March core CPI rose by 0.4%, and investors see interest rates pause possibility in May
Individual technology stock prices were mixed on Wednesday, whereas the main Wall Street indexes remained higher at the same time.
By 13:25 ET, the S&P 500 benchmark was up by 0.20 percent to 4,117.56 basis points, and the Dow futures rose by 0.29 percent to 33,763.46 basis points. As for tech stocks, Apple gained 0.2%, Microsoft rose by 0.9%, and Meta won the top gainers by jumping by 1%. Unfortunately, other stocks failed in today’s session, including Tesla, which declined by 1.25 percent; Alphabet Inc., which edged lower by 0.01 percent; and Amazon, which fell by 0.83 percent. The total Nasdaq composite rose slightly higher by 0.07 percent, while the U.S. dollar is currently down by 0.69 percent.
The U.S. public’s interest in inflation and the financial system has increased a lot in recent weeks, especially due to the fear of hitting a new market recession. The Core CPI report on Wednesday revived investors’ hopes for an interest rate hike or at least an easing of monetary policy.

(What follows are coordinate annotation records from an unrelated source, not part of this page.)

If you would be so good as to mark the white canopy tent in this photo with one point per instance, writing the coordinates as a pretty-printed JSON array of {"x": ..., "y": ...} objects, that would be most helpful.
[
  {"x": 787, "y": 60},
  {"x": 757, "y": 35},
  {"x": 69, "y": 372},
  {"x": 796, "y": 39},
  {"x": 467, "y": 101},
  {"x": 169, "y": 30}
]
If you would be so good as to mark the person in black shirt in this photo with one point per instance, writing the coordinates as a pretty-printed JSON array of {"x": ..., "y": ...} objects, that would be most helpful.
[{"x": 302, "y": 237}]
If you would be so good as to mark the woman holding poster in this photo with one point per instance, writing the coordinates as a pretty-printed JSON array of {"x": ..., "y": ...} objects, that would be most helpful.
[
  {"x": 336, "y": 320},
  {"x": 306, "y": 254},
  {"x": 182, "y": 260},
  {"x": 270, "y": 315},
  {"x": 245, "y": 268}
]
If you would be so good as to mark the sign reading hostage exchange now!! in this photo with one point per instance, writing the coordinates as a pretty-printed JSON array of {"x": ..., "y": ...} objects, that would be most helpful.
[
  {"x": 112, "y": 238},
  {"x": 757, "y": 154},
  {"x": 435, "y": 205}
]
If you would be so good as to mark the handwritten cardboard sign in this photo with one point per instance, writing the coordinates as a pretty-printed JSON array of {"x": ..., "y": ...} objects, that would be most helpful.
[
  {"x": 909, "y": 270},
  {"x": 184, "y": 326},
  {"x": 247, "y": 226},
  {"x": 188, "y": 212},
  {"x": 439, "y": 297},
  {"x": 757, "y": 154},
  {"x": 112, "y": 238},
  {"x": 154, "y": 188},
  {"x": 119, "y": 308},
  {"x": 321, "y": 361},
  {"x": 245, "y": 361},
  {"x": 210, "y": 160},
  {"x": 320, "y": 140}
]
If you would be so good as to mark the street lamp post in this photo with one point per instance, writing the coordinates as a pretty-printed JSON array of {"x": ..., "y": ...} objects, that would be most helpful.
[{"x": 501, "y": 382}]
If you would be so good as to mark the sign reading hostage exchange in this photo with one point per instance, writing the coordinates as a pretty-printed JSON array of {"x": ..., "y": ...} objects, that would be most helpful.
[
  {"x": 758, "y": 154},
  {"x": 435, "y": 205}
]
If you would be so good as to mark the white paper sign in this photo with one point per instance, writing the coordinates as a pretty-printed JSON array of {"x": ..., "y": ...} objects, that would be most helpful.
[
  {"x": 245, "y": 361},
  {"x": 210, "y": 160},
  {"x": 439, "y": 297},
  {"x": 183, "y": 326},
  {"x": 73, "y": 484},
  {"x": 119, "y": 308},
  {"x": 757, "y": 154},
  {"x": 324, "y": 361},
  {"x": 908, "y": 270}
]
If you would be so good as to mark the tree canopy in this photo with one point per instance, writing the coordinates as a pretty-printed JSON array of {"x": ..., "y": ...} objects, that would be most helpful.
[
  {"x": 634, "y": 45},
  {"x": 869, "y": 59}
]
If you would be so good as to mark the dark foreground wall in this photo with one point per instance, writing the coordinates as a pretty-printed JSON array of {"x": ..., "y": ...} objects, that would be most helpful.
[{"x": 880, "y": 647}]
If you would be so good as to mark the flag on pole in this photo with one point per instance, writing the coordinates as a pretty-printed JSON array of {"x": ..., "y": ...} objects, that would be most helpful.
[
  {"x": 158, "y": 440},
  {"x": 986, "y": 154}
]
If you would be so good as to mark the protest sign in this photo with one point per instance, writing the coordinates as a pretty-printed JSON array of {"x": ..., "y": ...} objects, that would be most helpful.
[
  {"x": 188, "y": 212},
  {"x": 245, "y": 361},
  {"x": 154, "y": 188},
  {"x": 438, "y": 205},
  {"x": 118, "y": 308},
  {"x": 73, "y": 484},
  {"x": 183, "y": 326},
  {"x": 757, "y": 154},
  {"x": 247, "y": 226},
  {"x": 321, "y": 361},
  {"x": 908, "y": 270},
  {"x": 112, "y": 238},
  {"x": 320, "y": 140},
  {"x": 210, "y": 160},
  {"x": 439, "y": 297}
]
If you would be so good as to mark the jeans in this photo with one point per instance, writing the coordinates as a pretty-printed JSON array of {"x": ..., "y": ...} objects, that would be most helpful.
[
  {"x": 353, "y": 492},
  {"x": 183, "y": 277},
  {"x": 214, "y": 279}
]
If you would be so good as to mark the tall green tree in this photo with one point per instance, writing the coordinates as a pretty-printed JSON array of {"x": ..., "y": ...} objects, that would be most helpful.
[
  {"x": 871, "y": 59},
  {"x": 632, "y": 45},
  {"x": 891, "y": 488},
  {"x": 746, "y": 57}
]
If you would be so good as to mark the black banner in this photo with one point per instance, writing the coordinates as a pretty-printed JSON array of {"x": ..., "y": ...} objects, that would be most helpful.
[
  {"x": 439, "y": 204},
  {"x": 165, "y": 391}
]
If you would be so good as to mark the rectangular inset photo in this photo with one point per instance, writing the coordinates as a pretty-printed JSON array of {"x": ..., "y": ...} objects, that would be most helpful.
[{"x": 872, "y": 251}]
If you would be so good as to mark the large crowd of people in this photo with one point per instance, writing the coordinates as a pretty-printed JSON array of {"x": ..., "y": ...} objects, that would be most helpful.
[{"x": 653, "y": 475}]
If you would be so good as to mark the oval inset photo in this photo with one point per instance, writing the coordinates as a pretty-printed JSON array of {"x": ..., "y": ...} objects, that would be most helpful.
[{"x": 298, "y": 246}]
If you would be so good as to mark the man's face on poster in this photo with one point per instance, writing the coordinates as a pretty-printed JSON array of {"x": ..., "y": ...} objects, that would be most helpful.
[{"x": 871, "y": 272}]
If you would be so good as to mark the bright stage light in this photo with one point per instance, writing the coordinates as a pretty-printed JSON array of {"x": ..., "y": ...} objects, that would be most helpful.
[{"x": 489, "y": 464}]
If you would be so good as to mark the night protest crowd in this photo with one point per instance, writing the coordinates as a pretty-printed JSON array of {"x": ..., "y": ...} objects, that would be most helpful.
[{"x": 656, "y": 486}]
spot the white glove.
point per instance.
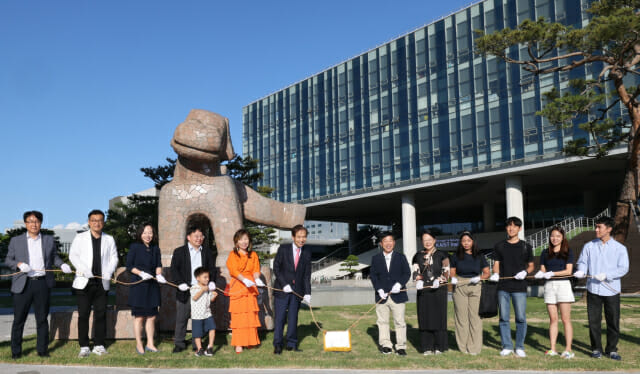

On Wednesday morning, the U.S. Labor Department revealed the headline and the Core CPI report. Beating all market expectations, the consumer price index in the U.S. is slowing down. Core CPI rose slightly by 0.4% in March. As for the headline, the reports show the data rose slightly by 0.1%, beating market expectations of 0.2%.
On a month-to-month basis, the core CPI is far from the target of the FED. That usually means that there will be more interest rate jokes at the next meetings. Still, despite the confidence shown by the FED officials, the public has another opinion to share.
The public’s interest in the U.S. financial system increased, and in turn, they became more aware of the challenges that the U.S. is facing. This has affected their future outlook, making them more pessimistic. particularly on the banking system, interest rates, stock growth, and the U.S. dollar’s growth.
Previously, there were growing concerns about the US dollar as the world’s most important reserve currency. There were several reports and forecasts over the past three months about the U.S. dollar. Yet, for the first time in decades, the threat might be real this time.
The BRICS nations are surpassing the G7 in terms of power, number, and global influence. The BRICS are now constantly the world’s top economic power and largest oil supplier. The union might eliminate the U.S. dollar and end its reign.
The alliance has already taken measures that enable it to surpass U.S. market dominance. Part of these measures is replacing the U.S. dollar by accepting foreign currencies in their oil and gas transactions. Oil production cuts are also a contributing factor because they help weaken the U.S. dollar. Plus, other measures and factors, including political unions.
That said, after the banking turmoil last month, market uncertainty is at a critical level. That makes it hard to put forth any accurate forecasts and expectations. Particularly when it comes to inflation, the market dominates.